Lothric's next sentence elicited a bit more of a response. "Your tainted blood is scorching her veins."
Lorian sat upright slowly, moving his fingers from another pawn to rest on the table between them. Meeting his brother's gaze was easy, but determining whether or not there was an answer for his statement was truly difficult. "…Do you…" the questions he longed to ask were ones that he dared not.
"In which way did you err, Brother? Was there a mistake?"
Lorian's mouth formed a hard line. "My decision was not a wrong one, but it certainly was not a calculated one. My err was a desire to play at being human. At normalcy. At wanting an heir." He admitted this not with shame, but with a severe inflection that brought to Lothric's mind the image of his brother dueling the Demon Prince. It was in Lorian's nature to mete out judgment, to right the wrongs of the world. His comprehension of justice was a thing of beauty, a beacon of radiance. Of righteousness.
Unfortunately, Lothric often found himself having to remind his older brother that justice and righteousness had been snuffed out. Ah, how he longed to be human, to pretend that the curse would not lead them to a fate far worse than death. He longed to simply congratulate his brother, as a sibling ought.
"You know I desire nothing more than for our bloodline to end, Lorian. You allow the lifeblood of our namesake to carry on when it was so near to being dead? For what, pray tell? Love? Ambition? These are things that are not afforded to the likes of Us."
"I would strike down any who intend to repeat what has been done to you, my Brother. The cycle of Lothric will not continue. Do you not trust me?"
"You intend to…" Lothric fell silent, silver locks falling over his gaunt shoulders as he shook his head. "You do realize that you will become a father who cannot speak? An abomination who minds as a nameless sword, scraping his belly along the earth like a low-slung beast? And when this curse touches our minds, so too will our bodies no longer be as they are. It exists to impose, to oppress, to make one's will as giant as their being will become."

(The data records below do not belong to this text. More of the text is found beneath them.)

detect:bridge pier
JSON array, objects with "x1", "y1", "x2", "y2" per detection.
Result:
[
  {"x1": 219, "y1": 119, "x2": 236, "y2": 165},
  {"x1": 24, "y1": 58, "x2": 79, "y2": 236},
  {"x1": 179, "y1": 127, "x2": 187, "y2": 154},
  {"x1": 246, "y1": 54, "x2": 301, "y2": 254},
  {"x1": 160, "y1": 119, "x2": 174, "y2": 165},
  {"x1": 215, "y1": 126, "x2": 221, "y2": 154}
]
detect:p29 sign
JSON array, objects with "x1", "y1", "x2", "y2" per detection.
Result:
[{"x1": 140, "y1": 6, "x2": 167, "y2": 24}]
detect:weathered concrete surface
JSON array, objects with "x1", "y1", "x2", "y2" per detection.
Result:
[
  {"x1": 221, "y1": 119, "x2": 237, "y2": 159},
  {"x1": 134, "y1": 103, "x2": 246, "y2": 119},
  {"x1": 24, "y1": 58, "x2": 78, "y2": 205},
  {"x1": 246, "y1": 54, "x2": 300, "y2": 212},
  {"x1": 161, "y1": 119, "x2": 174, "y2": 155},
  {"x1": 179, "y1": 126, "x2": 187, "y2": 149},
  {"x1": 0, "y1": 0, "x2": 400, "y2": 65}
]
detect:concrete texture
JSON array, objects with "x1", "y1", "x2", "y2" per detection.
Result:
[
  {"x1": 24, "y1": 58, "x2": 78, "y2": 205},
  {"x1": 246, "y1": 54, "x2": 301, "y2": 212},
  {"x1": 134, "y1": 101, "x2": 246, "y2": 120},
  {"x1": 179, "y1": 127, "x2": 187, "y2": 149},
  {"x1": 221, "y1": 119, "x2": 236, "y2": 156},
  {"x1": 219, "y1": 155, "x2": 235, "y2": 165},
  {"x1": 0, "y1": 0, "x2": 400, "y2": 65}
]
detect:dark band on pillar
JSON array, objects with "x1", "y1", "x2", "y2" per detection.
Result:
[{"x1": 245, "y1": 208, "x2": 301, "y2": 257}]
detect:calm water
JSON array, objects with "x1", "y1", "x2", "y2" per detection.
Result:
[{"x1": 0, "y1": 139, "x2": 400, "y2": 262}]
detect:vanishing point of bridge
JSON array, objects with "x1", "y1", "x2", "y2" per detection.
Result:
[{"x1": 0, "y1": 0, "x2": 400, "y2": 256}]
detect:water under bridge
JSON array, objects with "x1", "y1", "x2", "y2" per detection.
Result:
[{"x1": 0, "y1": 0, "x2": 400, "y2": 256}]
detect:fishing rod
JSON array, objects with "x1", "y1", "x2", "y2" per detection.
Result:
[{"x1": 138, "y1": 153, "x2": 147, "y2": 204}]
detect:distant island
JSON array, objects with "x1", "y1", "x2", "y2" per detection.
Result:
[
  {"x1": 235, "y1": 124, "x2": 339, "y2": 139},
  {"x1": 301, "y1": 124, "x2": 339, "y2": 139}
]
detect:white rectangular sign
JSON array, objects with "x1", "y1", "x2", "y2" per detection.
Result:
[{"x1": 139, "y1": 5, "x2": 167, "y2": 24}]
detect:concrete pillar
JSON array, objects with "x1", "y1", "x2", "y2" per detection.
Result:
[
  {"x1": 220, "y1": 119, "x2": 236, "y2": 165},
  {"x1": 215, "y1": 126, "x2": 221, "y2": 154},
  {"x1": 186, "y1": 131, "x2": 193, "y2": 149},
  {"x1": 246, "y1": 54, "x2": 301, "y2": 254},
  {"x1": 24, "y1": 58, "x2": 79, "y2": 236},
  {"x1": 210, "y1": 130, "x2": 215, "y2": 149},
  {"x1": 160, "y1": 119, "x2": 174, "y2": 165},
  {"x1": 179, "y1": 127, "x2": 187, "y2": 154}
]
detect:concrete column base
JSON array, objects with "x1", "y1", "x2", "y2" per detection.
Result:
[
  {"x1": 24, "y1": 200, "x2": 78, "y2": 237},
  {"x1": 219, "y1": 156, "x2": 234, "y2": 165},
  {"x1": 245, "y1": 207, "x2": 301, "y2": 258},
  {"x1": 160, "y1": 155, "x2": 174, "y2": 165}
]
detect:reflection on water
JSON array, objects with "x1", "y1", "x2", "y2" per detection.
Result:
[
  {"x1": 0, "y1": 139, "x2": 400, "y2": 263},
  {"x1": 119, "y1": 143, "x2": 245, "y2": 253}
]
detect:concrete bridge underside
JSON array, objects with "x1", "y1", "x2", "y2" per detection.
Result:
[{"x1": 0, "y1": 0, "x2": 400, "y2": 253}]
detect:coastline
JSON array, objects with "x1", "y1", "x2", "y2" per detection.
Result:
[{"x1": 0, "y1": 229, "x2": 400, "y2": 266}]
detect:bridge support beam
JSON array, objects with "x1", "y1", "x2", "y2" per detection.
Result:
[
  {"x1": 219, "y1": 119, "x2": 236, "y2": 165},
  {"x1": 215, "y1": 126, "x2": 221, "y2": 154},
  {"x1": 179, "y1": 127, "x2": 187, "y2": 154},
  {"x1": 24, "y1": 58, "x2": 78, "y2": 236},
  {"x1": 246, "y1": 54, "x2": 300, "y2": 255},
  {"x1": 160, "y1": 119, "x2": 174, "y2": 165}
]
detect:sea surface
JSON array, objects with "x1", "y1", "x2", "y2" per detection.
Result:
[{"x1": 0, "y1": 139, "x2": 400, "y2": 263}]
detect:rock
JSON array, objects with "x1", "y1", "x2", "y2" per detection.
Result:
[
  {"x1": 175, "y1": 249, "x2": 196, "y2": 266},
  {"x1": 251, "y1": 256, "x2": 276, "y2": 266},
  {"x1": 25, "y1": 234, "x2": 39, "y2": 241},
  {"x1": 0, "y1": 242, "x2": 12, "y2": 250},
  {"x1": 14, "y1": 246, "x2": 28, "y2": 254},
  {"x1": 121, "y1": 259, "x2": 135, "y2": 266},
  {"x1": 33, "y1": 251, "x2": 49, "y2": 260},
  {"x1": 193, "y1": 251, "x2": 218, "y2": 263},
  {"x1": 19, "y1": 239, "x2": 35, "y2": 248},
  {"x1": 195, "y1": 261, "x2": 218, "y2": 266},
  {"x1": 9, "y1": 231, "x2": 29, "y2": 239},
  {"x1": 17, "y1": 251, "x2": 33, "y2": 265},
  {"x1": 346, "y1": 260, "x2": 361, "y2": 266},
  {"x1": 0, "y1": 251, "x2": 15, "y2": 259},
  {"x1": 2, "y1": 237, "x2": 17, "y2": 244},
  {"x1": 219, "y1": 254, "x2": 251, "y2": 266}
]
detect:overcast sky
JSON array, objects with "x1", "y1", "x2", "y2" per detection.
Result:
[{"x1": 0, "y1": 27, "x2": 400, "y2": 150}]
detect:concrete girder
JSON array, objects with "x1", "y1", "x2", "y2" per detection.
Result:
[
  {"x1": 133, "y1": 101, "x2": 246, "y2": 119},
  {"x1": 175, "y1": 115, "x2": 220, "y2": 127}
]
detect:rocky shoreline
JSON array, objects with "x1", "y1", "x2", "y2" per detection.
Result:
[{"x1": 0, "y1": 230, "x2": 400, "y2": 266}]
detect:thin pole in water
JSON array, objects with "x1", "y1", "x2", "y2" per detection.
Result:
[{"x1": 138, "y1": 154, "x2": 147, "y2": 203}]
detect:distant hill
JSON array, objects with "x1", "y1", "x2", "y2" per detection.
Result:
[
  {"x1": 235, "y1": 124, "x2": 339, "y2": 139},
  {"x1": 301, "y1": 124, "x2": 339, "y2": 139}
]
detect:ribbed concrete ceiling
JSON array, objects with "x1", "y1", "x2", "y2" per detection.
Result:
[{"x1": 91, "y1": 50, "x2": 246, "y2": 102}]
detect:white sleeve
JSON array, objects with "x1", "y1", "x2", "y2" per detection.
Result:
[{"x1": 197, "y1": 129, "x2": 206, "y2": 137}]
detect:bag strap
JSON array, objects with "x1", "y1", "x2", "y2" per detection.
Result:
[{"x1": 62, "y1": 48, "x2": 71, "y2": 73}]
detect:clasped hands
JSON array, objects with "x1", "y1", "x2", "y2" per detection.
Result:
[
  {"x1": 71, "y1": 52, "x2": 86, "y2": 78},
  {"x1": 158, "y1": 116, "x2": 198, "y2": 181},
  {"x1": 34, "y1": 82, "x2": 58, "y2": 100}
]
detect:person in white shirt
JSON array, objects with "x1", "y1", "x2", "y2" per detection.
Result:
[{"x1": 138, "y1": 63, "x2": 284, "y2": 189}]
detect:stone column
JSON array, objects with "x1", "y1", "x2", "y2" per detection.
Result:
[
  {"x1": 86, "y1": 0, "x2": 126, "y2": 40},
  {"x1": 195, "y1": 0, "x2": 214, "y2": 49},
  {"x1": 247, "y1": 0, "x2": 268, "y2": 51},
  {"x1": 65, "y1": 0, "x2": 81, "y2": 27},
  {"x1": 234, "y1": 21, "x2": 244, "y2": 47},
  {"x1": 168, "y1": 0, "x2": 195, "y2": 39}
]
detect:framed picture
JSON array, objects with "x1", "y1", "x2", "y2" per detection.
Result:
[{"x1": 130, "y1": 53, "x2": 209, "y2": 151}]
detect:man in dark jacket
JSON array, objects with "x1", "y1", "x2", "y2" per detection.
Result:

"Should I be mute and blind and bestial, not even then would I be the abomination of our Father and his fathers. You remain the hand that steers the sword. I will not lose myself."
Lothric closed his eyes once more, growing weary. They so often had this same argument. Lothric, shriveled and cursed, burdened by the selflessness of a brother who so easily shared in the curse. For Lothric's sake. It made him feel sick.
So this time, just this once, he appeased his brother. "You are free from this curse. Freed from it by my will and acceptance of its horrors entirely. My dear Lorian, the grandest knight to greet this world, ruling as the next King. He stands untainted and beautiful, making a commoner as his uncompromising queen and his kind children as his legacy. His strength would be unparalleled. His justice unquestionable."
"It is a wondrous daydream, but it is only just that. This curse has written our fate. I'm foolish to defy it."
"Yes, I understand." Lothric offered a smile. "But are the forsaken not at least afforded daydreams?"